Des grêlons gros comme des cerises sont tombés sur les pivoines de Chine, elles retombent délicates et déchues sur leur maigres tiges sèches. Quelques nuages humides s’accrochent aux poteaux électriques de la ligne de crête de l’autre côté de la vallée. Ma brique se réchauffe dans le kachelofe. Son émail est écaillé, elle semble avoir cent cinquante ans, comme le ronronnement du frigo par la porte entre ouverte, comme les rideaux provençaux, comme le journal que lit Huguette, comme le silence. Ondoient les vapeurs indiennes du tulsi, l’eau qui allume et éteint le feu. Les myosotis sont immobiles. Je pense à R, on parle de J. J’accompagne la tarte aux poires abandonnée.

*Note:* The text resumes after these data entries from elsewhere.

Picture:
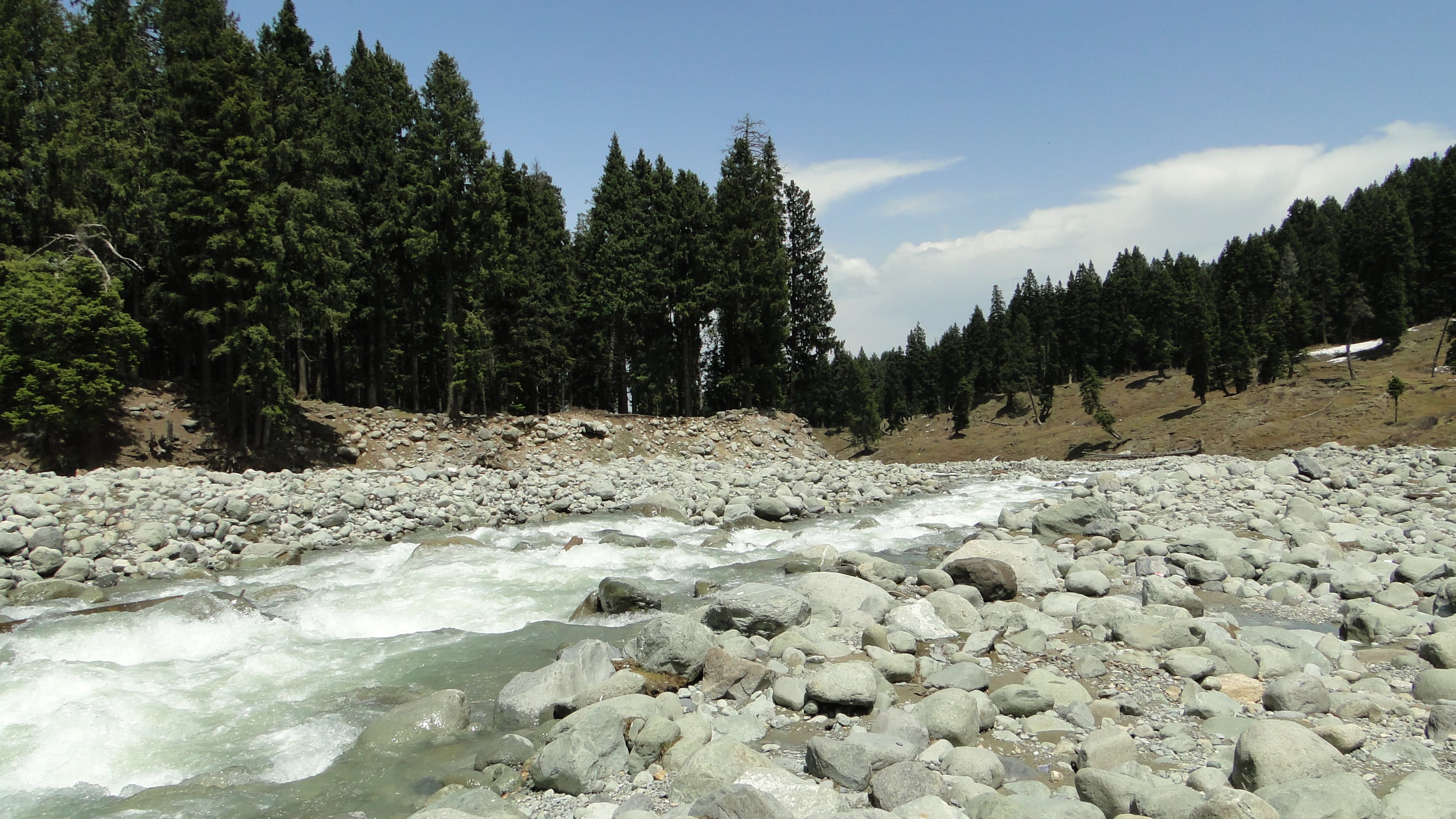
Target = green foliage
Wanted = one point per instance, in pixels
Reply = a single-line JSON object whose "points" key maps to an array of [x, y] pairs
{"points": [[306, 232], [811, 339], [66, 349], [1091, 391], [862, 407], [1395, 388], [961, 406], [752, 294]]}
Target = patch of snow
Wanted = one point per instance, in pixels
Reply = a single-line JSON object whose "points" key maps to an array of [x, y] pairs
{"points": [[1340, 350]]}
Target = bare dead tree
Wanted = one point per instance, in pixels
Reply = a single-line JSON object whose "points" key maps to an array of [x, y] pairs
{"points": [[753, 132], [80, 244]]}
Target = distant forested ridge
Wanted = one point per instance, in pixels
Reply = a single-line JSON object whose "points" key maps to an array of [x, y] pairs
{"points": [[265, 226], [181, 202], [1330, 275]]}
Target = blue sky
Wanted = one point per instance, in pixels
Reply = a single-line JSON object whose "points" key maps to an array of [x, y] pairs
{"points": [[954, 146]]}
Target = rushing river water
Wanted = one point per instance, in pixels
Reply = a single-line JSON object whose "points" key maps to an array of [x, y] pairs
{"points": [[107, 706]]}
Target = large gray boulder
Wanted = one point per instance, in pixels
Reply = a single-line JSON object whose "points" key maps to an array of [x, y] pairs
{"points": [[846, 764], [46, 560], [1338, 796], [1368, 621], [956, 611], [1021, 700], [1167, 802], [54, 589], [1435, 685], [532, 697], [919, 620], [672, 645], [737, 802], [618, 595], [833, 594], [757, 608], [1165, 592], [797, 796], [1423, 795], [903, 726], [1439, 649], [1113, 793], [902, 783], [995, 579], [590, 749], [1108, 748], [436, 716], [951, 715], [1025, 556], [1273, 752], [1296, 693], [1234, 803], [1072, 518], [728, 675], [967, 677], [851, 684], [1354, 582], [715, 765], [979, 764]]}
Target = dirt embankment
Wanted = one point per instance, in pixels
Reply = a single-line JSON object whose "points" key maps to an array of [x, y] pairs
{"points": [[158, 426], [1158, 415]]}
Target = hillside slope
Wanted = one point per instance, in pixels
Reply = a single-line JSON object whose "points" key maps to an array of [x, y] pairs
{"points": [[1159, 415]]}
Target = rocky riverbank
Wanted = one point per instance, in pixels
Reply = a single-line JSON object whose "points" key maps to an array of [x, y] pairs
{"points": [[1196, 639], [85, 535]]}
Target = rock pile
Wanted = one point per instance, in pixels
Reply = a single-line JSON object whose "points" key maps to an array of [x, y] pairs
{"points": [[388, 439], [1139, 650], [75, 537]]}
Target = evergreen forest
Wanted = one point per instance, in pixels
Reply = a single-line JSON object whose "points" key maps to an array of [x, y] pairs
{"points": [[264, 223]]}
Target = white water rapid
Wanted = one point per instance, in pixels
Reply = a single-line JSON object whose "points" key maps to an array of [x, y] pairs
{"points": [[107, 704]]}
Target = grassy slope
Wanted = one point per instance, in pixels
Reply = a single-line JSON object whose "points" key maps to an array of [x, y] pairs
{"points": [[1159, 415]]}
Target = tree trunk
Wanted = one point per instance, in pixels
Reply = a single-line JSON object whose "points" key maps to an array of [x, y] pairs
{"points": [[303, 369], [452, 409], [376, 345], [1350, 362], [414, 378], [1439, 340]]}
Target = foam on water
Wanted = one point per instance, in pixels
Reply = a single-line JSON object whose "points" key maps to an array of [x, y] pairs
{"points": [[155, 697]]}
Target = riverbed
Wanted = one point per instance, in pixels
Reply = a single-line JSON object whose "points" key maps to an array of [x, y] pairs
{"points": [[241, 713]]}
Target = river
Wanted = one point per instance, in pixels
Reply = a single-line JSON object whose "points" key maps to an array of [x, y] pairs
{"points": [[121, 704]]}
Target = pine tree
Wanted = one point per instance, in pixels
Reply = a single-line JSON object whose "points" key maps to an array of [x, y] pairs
{"points": [[961, 406], [976, 343], [752, 294], [1379, 250], [220, 295], [459, 232], [950, 365], [316, 222], [693, 270], [34, 67], [921, 394], [66, 347], [811, 339], [1395, 390], [380, 167], [861, 403]]}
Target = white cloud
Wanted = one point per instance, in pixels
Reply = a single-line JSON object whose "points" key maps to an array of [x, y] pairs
{"points": [[849, 273], [842, 178], [916, 205], [1188, 203]]}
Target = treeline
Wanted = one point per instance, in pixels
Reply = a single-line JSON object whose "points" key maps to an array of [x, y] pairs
{"points": [[284, 229], [1330, 273]]}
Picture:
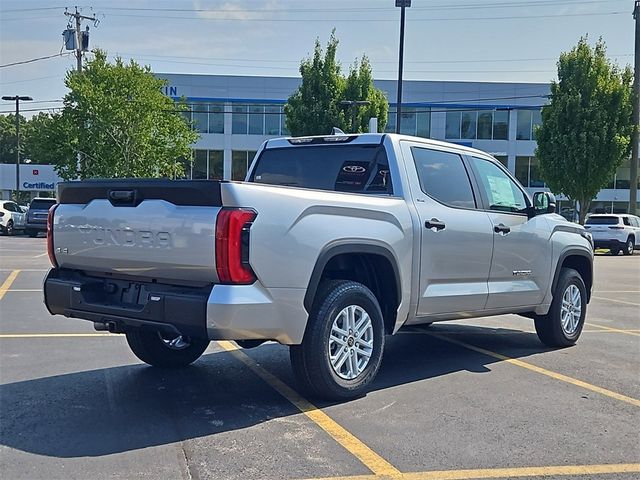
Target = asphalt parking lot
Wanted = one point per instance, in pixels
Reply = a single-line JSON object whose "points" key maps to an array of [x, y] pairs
{"points": [[474, 399]]}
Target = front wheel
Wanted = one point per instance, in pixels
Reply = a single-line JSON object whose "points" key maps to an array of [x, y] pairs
{"points": [[343, 344], [161, 351], [562, 325]]}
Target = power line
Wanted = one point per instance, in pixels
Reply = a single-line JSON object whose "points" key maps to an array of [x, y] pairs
{"points": [[23, 62]]}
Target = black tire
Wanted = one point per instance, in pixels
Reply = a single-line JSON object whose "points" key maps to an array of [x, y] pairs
{"points": [[549, 327], [150, 347], [311, 360]]}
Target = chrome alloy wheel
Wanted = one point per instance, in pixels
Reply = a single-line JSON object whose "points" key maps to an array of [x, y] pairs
{"points": [[351, 342], [571, 310], [178, 343]]}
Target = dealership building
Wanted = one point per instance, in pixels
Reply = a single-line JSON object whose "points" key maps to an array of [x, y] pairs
{"points": [[235, 114]]}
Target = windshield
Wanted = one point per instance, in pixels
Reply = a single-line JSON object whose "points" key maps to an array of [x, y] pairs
{"points": [[341, 168], [602, 221], [42, 204]]}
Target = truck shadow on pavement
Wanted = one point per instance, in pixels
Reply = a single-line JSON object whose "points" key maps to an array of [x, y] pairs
{"points": [[118, 409]]}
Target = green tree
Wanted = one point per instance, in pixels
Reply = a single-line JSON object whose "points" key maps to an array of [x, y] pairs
{"points": [[586, 128], [315, 107], [117, 118]]}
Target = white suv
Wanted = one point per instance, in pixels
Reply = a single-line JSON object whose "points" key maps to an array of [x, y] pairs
{"points": [[615, 232], [11, 217]]}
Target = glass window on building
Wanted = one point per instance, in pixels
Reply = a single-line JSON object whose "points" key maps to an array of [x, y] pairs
{"points": [[391, 122], [485, 124], [256, 120], [503, 159], [536, 121], [272, 120], [240, 162], [216, 165], [239, 121], [453, 120], [423, 123], [283, 126], [523, 131], [408, 121], [535, 179], [469, 122], [501, 125], [522, 170], [200, 117], [199, 170], [216, 118]]}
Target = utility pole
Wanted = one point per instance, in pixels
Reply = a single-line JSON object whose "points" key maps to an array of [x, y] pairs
{"points": [[403, 4], [635, 137], [80, 44], [17, 98]]}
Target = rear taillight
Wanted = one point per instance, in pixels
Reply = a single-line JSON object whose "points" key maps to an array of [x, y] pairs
{"points": [[50, 251], [232, 245]]}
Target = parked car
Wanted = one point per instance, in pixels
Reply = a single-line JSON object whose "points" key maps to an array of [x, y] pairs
{"points": [[11, 217], [331, 244], [615, 232], [37, 215]]}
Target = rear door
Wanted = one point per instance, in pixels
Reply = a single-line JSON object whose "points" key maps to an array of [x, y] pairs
{"points": [[456, 238], [521, 264]]}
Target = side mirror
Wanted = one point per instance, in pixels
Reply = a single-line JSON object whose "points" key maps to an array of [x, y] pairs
{"points": [[544, 202]]}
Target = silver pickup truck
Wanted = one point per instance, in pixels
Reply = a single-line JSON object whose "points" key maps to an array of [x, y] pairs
{"points": [[329, 245]]}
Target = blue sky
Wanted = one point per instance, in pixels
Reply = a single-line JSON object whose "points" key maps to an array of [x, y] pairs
{"points": [[474, 40]]}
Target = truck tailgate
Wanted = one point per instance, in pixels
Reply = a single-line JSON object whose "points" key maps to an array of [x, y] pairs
{"points": [[153, 229]]}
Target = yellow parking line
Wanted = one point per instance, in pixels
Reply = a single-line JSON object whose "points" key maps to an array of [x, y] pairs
{"points": [[616, 301], [543, 371], [8, 282], [55, 335], [351, 443], [517, 472], [616, 330]]}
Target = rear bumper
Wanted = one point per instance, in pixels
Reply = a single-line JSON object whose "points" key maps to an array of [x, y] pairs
{"points": [[124, 305], [219, 312]]}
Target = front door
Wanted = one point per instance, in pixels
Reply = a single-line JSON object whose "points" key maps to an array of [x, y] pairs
{"points": [[456, 237], [521, 265]]}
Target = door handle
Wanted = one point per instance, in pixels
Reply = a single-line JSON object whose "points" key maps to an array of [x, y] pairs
{"points": [[435, 223], [502, 229]]}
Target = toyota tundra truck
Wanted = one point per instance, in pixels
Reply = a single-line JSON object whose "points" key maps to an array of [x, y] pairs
{"points": [[331, 243]]}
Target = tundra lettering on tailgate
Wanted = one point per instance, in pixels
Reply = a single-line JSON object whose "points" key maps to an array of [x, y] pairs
{"points": [[125, 237]]}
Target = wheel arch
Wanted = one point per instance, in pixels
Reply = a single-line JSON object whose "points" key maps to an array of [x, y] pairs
{"points": [[374, 266], [579, 260]]}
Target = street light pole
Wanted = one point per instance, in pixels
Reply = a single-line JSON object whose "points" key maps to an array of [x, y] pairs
{"points": [[403, 4], [17, 99]]}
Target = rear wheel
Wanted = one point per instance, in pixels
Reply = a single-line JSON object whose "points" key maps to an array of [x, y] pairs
{"points": [[562, 325], [161, 351], [343, 344]]}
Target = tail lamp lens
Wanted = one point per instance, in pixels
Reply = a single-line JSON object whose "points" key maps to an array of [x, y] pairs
{"points": [[232, 246]]}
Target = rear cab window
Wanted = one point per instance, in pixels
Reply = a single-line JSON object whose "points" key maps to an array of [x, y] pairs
{"points": [[340, 168], [603, 220]]}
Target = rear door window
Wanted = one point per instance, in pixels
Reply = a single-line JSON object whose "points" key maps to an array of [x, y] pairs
{"points": [[443, 176], [602, 221], [340, 168]]}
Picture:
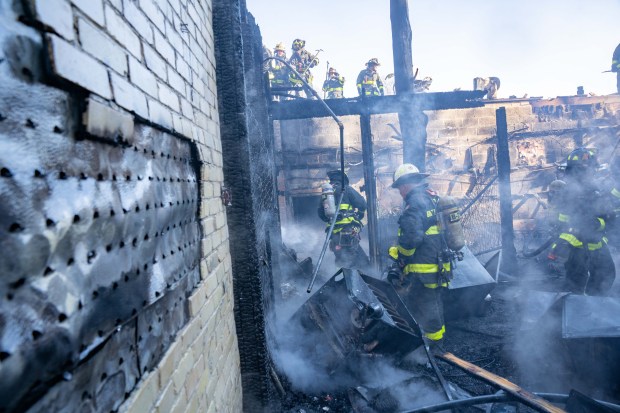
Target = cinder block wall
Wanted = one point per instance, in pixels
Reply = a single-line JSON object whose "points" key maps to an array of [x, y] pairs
{"points": [[150, 62]]}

Ça sent la livèche fraichement coupée. L’eau dessine des cercles concentriques sur la surface d’huile de la table du jardin. La vallée n’est plus qu’une masse opaque et cotonneuse. L’alchémille garde des océans minuscules dans ses bras, la menthe se cache quand l’aconit envahit tout de sa morbide existence. Nous écoutons le Bestiaire de Poulenc, les asperges dansent dans les remous calorifiques de la casserole américaine. La maison craque et le bois siffle. Une odeur de pain, de la farine sèche sur la paume des mains, un lilas plus loin.

Un week-end dans la campagne alsacienne.